Brasil tem 826 mil crianças na fila de espera por vaga em creche, mostra levantamento

Brasil tem 826 mil crianças na fila de espera por vaga em creche, mostra levantamento
Brasil tem 826 mil crianças na fila de espera por – Reprodução

O Brasil registrou 826.371 crianças na fila de espera por uma vaga em creche em 2025. Ao menos 52% dos municípios brasileiros reconhecem que não conseguem atender toda a demanda para essa etapa do ensino.

Os dados são do Levantamento Nacional Retrato da Educação Infantil no Brasil 2025, feito pelo Gaepe-Brasil (Gabinete de Articulação para a Efetividade da Educação) e pelo MEC (Ministério da Educação).

O levantamento mostra ainda que a demanda por creche aumentou 30,6% no país em apenas um ano —em 2024, 632,7 mil crianças aguardavam por uma vaga. Apesar disso, a ampliação da oferta para essa etapa de ensino foi freada no Brasil.

Dados do Censo Escolar 2025, divulgados nesta quinta-feira (26), mostram que o número de crianças matriculadas em creches recuou 0,13%. A queda é puxada pela redução nas escolas particulares, que perderam 2,47% das matrículas nesse período. Na rede pública, houve aumento de apenas 1,5%.

De 2024 a 2025, as redes públicas de ensino tiveram um aumento de apenas 29.077 matrículas em creche, o que atende apenas 3,5% das famílias que aguardam por uma vaga nessa etapa.

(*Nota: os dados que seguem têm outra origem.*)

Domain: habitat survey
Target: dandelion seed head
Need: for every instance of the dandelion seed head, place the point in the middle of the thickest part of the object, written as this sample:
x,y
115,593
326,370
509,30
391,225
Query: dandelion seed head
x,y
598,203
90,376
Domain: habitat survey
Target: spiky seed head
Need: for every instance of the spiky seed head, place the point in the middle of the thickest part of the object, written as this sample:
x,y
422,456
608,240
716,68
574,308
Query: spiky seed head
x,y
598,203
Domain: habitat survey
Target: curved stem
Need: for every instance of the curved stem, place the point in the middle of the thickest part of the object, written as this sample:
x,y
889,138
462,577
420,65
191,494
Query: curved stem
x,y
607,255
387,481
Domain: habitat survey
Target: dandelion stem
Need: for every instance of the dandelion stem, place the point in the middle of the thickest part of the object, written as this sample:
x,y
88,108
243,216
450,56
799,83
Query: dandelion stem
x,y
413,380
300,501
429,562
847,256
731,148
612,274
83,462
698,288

A falta de vagas em creches, que atendem crianças de até três anos, é um dos grandes desafios da educação brasileira. Pesquisas internacionais e nacionais têm reforçado a importância da educação na primeira infância para o desenvolvimento educacional e sucesso na vida adulta.

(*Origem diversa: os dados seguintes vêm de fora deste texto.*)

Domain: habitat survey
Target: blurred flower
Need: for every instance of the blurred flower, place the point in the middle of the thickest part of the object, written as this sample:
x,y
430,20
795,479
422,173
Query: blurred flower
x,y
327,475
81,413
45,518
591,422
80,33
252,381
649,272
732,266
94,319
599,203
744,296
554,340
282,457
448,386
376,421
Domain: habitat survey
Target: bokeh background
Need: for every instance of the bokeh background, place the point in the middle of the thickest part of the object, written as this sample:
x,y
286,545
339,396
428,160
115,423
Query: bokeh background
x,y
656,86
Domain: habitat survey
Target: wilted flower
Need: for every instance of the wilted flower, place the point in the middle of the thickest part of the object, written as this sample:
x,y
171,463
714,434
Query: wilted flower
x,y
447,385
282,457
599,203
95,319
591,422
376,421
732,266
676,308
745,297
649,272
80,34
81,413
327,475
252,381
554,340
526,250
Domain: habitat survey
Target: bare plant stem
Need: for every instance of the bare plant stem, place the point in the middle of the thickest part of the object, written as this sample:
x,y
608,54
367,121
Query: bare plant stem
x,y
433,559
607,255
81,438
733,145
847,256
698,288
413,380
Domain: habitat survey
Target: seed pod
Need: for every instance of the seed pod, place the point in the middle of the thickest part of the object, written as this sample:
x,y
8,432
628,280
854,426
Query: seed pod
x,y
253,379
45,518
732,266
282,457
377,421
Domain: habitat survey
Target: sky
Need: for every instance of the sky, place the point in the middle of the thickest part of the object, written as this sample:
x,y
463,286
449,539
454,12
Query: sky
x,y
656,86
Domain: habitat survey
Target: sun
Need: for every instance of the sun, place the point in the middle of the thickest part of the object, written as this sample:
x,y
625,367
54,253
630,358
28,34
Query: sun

Apesar do crescimento tímido da oferta de vagas nessa etapa, o ministro da Educação, Camilo Santana, comemorou os dados ao apresentar o Censo Escolar nesta quinta.

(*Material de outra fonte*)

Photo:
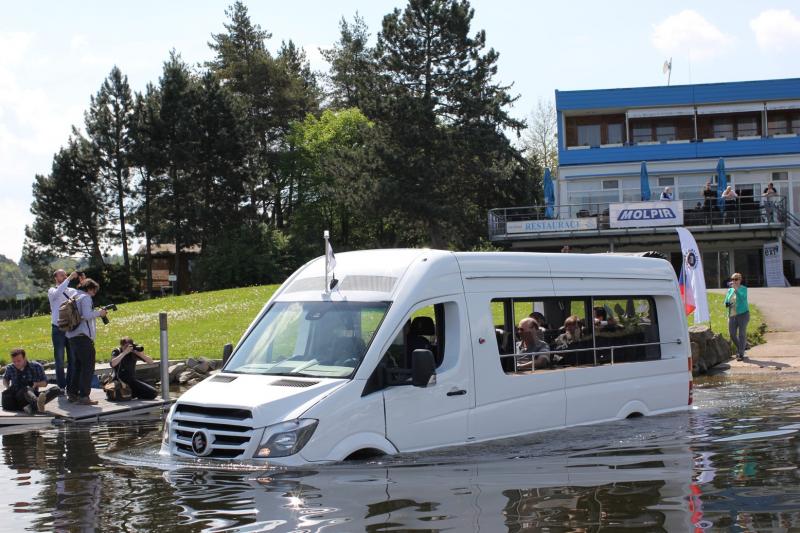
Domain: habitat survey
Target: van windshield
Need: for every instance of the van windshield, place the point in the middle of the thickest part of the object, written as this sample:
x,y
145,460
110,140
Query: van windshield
x,y
317,339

Segundo ele, o Brasil conseguiu aumentar a cobertura de atendimento para essa faixa etária, garantindo que 41,8% das crianças de até três anos estavam matriculadas em creche —alta de apenas 2 pontos percentuais em relação ao ano anterior.

Mesmo com o aumento da fila de espera por vaga em creche, o ministro atribuiu a baixa ampliação de matrículas nessa etapa a uma “questão cultural”.

“Há um desafio cultural, porque a matrícula nessa etapa de ensino não é obrigatória. Tem muitos pais que não querem colocar seus filhos na creche”, disse o ministro.

Os dados do Retrato da Educação Infantil, no entanto, mostram que o poder público não tem conseguido atender à demanda das famílias. Das mais de 826 mil crianças na fila de espera, 238 mil têm menos de um ano de idade.

“O fato de o aumento da fila se concentrar sobretudo entre as crianças menores, com menos de um ano, indica que já há, sim, uma maior confiança das famílias na creche. Claro que a necessidade de trabalho dos pais também é um fator importante, mas a procura nos indica que há mais confiança na creche”, diz Alessandra Gotti, coordenadora do Gaepe-Brasil.

Para ela, o ritmo de ampliação das matrículas em creche está muito aquém do que o país precisa para reduzir as desigualdades educacionais e socioeconômicas nos próximos anos.

“Sendo o Brasil um país extremamente desigual e tendo comprovado que a educação infantil é a principal estratégia para combater essa desigualdade, nós precisamos acelerar o ritmo de expansão das vagas nessa etapa. Precisamos de ações concretas para atender a essas crianças.”

Ela destaca ainda que a maioria das crianças na fila de espera é justamente a mais vulnerável. Por isso, defende que, além da ampliação de vagas, o país consolide um sistema de regras para priorizar o atendimento às famílias com maior vulnerabilidade.

A legislação brasileira não prevê a obrigatoriedade da matrícula de crianças com menos de quatro anos, mas o estado é obrigado a oferecer a vaga quando houver demanda. O PNE (Plano Nacional de Educação) previu que o país garantisse até 2024 metade das crianças da idade matriculada, o que não foi alcançado.